Spinoza was averse to anthropomorphism, avoiding what he considered to be superstitions. (6) Spinoza did not believe in miracles, (7) and was in reaction to the Calvinist preachers who routinely invoked “the will of God” and related clauses as a judgment against heretics. His exposition avoided creationism. Human beings are caught in a system of cause and effect that is independent of any divine providence.
“The Ethics is an ambitious and multifaceted work.... Despite a dearth of explicit references to past thinkers, the book exhibits enormous erudition. Spinoza’s knowledge of classical, medieval, Renaissance, and modern authors – pagan, Christian, and Jewish – is evident throughout. Plato, Aristotle, the Stoics, Maimonides, Bacon, Descartes, and Hobbes (among others) all belong to the intellectual background of this work. At the same time, it is one of the most radically original treatises in the history of philosophy. It is also one of the most difficult.” (8) 

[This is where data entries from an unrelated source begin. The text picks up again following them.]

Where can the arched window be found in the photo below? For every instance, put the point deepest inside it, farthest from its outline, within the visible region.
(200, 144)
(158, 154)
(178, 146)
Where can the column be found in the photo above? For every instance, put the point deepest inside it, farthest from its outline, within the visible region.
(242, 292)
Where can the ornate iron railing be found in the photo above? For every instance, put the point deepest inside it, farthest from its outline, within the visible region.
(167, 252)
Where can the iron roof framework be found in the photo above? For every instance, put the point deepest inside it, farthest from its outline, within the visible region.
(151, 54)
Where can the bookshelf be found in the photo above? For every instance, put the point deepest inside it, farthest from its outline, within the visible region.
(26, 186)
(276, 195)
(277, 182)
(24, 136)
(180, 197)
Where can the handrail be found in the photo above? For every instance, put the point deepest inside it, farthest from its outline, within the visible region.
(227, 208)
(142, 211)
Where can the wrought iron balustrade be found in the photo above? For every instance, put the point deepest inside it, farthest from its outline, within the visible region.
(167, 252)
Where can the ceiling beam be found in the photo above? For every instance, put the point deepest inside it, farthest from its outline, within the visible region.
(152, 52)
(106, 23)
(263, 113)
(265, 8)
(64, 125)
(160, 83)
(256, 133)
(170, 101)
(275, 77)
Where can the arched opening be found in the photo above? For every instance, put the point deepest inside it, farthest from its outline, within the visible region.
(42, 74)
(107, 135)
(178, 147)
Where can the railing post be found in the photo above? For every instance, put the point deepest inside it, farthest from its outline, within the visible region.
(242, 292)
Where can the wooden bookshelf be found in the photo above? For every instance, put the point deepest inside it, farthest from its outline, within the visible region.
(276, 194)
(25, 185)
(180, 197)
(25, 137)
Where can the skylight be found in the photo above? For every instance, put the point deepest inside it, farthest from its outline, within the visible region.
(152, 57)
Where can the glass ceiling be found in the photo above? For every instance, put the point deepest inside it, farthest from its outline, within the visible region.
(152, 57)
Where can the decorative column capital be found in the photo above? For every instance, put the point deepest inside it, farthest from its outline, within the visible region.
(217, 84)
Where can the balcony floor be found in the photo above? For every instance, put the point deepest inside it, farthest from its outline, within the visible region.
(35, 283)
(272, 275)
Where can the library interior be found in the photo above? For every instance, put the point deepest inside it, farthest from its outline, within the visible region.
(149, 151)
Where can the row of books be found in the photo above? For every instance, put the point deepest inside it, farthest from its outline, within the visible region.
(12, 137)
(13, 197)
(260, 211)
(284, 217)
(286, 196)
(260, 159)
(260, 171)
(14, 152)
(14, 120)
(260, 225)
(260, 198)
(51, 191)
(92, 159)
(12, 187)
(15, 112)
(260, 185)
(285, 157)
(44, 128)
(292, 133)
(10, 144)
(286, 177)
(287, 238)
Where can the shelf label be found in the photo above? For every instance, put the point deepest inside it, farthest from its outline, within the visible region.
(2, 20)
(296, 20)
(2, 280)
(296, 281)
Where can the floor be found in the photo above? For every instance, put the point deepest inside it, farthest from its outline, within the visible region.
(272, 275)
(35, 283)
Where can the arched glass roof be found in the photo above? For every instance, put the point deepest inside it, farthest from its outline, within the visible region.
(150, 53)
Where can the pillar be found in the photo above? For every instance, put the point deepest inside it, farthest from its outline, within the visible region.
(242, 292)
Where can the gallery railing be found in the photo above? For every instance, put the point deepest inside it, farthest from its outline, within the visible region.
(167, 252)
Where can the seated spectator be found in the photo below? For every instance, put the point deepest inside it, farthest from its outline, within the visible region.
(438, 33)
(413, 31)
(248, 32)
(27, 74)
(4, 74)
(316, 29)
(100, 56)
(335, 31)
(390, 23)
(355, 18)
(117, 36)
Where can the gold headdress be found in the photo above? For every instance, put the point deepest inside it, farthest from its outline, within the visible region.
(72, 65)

Tracking the influences upon Spinoza is relevant. His account of the world “is possibly the strongest statement of pantheism of the time with no sign of mystical overtones” (Popkin:81). His pantheism emerges as an x factor. Pantheism is an eighteenth century word, and refers to a doctrine in which God is identified with nature. Spinoza is known to have read mystical versions of pantheism available in his time. According to the late Richard H. Popkin, this means three possible sources of pantheism, one of these being a confirmed influence upon Spinoza.
Firstly, the sixteenth century poet Leone Ebreo (d.1523), a Spanish Jew whose Dialoghi di Amore has been described as Neoplatonist. Ebreo (Abrabanel) gave expression to “two of Spinoza’s great goals in intellectual life: that of seeing the world in the aspect of eternity and that of achieving the intellectual love of God.” (9)
Secondly, the tragic figure of Giordano Bruno (d.1600), who was burned at the stake by the Inquisition. Bruno is strongly associated with Hermetic lore, a factor in Renaissance thought which was opposed by Marin Mersenne, a Catholic churchman and the major correspondent of Descartes. Spinoza was not a Hermetic enthusiast, but he may well have been sympathetic to the fate of a heretic.
Thirdly, Spinoza “may have been attracted to the philosophical kabbalism of Herrera or at least was willing to use something of it without taking anything from what he regarded as the lunatic fringe of kabbalism.” (10) This possibility is associated with the strong transition in the Ethics to what Spinoza called the third kind of knowledge, meaning intuitive apprehension (scientia intuitiva). In contrast, the first and second kinds of knowledge are sensory experience (or imagination) and reason.
Some writers affirm that Spinozan “intuitive” knowledge is something deductive or reductive. This is not conclusive evidence. Spinoza says: “From this kind of [intuitive] knowledge there arises the greatest satisfaction of mind there can be, that is, joy” (Curley 1996:175). He also supplies the consideration of: “how much more powerful it [intuitive knowledge] is than the universal knowledge I have called knowledge of the second kind” (ibid:177). What perishes with the body is the first kind of knowledge, which “is of no moment in relation to what remains” (ibid:178). This is why cultivation of the second and third kinds of knowledge is so important, transcending the sensory world and resisting disintegration. 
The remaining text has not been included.